Although this is the third film in Branagh’s Poirot series, it does not tire as much as expected, perhaps only because it can be watched by those ignorant of the existence of its predecessors. Dappled with seasoned actors such as Jamie Dornan and Michelle Yeoh, supported by rising star talent such as Emma Laird and Kyle Allen, the film stands alone from what came before. Tina Fey provides light comedic relief to break moments of tension, and the film is genuinely funny at times, with quick-witted dialogue weaved in amongst fast-paced discourse. Allen in particular impressed, managing to bring some flair to a role limited by a lack of screen time. Laird, who was voted ‘Brit to Watch’ in 2021 by Variety, will likely be a forgotten character which added little to the plot, leaving the film ultimately feeling like a waste of some good talent.
Tina Fey provides light comedic relief to break moments of tension, and the film is genuinely funny at times, with quick-witted dialogue weaved in amongst fast-paced discourse.

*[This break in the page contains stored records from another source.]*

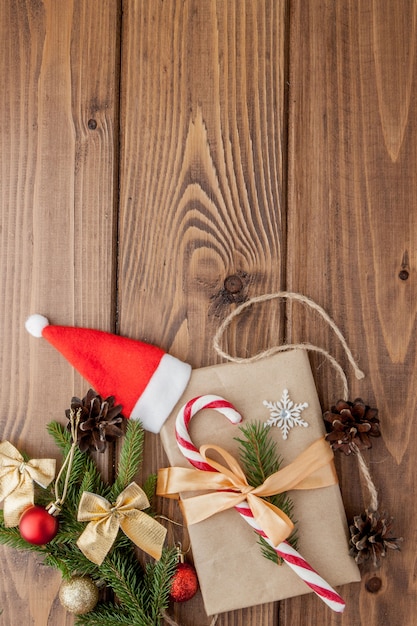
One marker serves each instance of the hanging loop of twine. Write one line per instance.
(290, 295)
(55, 507)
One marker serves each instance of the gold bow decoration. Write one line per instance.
(312, 469)
(16, 481)
(105, 520)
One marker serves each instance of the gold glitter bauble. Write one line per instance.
(78, 595)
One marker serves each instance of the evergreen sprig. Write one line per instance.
(142, 593)
(130, 459)
(259, 458)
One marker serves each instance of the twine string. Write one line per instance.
(364, 470)
(290, 295)
(67, 464)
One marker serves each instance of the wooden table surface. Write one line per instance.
(152, 149)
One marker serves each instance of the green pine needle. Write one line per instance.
(142, 595)
(130, 458)
(259, 458)
(108, 614)
(158, 576)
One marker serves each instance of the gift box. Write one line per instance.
(232, 571)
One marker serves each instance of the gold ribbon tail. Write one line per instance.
(106, 519)
(16, 481)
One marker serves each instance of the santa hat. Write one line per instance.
(144, 379)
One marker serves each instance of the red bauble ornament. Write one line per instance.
(38, 526)
(184, 583)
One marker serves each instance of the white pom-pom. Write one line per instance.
(35, 324)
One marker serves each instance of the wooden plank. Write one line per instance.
(58, 63)
(352, 180)
(201, 186)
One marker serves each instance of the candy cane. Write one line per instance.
(291, 556)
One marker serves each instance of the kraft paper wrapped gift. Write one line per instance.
(232, 571)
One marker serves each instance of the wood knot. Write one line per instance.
(234, 291)
(373, 585)
(233, 284)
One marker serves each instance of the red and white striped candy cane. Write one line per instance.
(291, 556)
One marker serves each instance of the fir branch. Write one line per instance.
(157, 582)
(60, 435)
(108, 614)
(121, 573)
(149, 487)
(130, 458)
(260, 459)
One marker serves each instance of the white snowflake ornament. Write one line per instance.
(285, 414)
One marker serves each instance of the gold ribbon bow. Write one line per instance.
(106, 519)
(312, 469)
(16, 481)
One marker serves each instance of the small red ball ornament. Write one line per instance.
(38, 526)
(184, 583)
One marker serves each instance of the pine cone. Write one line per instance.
(99, 422)
(369, 537)
(350, 424)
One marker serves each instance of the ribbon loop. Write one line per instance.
(126, 513)
(312, 469)
(16, 481)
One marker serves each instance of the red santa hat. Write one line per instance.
(144, 379)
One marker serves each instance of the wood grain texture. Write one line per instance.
(58, 63)
(201, 187)
(233, 183)
(352, 231)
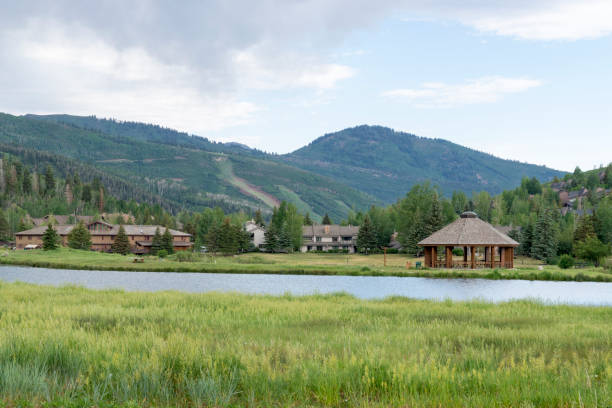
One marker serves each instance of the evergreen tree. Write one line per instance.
(157, 243)
(121, 245)
(526, 240)
(168, 241)
(366, 238)
(259, 218)
(50, 239)
(435, 221)
(86, 193)
(5, 230)
(49, 181)
(79, 237)
(584, 229)
(26, 184)
(592, 249)
(271, 238)
(545, 237)
(284, 238)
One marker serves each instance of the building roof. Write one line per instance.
(469, 230)
(329, 230)
(113, 230)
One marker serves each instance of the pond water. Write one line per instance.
(365, 287)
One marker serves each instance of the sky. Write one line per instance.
(523, 80)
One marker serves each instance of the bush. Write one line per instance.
(566, 261)
(186, 256)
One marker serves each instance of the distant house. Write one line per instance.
(103, 235)
(257, 233)
(329, 237)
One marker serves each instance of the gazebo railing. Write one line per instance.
(479, 264)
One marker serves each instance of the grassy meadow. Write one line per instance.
(296, 263)
(75, 347)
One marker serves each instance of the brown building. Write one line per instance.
(329, 237)
(469, 233)
(103, 235)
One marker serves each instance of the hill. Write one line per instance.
(184, 169)
(386, 163)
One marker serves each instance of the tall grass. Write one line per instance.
(72, 346)
(296, 264)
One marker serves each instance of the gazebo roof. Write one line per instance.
(469, 230)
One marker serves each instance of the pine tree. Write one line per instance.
(168, 242)
(545, 237)
(271, 238)
(79, 237)
(284, 238)
(86, 193)
(435, 221)
(121, 245)
(259, 218)
(366, 238)
(50, 239)
(584, 229)
(4, 227)
(49, 181)
(26, 184)
(526, 240)
(157, 242)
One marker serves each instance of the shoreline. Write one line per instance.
(256, 269)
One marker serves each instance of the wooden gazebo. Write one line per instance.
(472, 235)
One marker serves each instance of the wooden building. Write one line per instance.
(329, 237)
(483, 245)
(103, 235)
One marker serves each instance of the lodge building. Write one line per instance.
(103, 235)
(329, 237)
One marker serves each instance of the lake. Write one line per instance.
(365, 287)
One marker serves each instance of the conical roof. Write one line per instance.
(469, 230)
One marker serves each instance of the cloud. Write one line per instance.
(556, 20)
(481, 90)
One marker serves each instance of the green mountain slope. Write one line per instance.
(386, 163)
(181, 172)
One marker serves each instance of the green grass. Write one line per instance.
(297, 264)
(75, 347)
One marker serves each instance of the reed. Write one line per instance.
(292, 264)
(71, 346)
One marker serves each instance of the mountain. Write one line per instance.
(386, 164)
(180, 168)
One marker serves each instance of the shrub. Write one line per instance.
(187, 256)
(566, 261)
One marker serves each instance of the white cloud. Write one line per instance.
(557, 20)
(257, 70)
(481, 90)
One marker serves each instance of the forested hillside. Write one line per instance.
(37, 184)
(183, 171)
(386, 163)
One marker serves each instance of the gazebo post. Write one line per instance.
(473, 256)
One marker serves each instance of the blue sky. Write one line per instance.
(523, 80)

That is not to say that there were no strengths. On the contrary, the setting of Venice allowed for some beautiful pieces of cinematography, and picturesque landscapes. Experimental camera angles and an obviously talented costume department tied together a film that was immensely aesthetically pleasing, but sadly lacking much substance. The soundtrack was something to note further, managing to evoke a 1940s nostalgia, whilst simultaneously crafting a creepy and unnerving energy in the necessary moments.
Experimental camera angles and an obviously talented costume department tied together a film that was immensely aesthetically pleasing, but sadly lacking much substance.
Therefore, the film is enjoyable, but forgettable- intriguing, but unlikely to become a fan favourite. So, if you aren’t one for jump scares, eerie music, or the dark, then perhaps give this one a miss. If you have an afternoon to kill and like detective mysteries with stunning landscapes, then it’s worth a watch.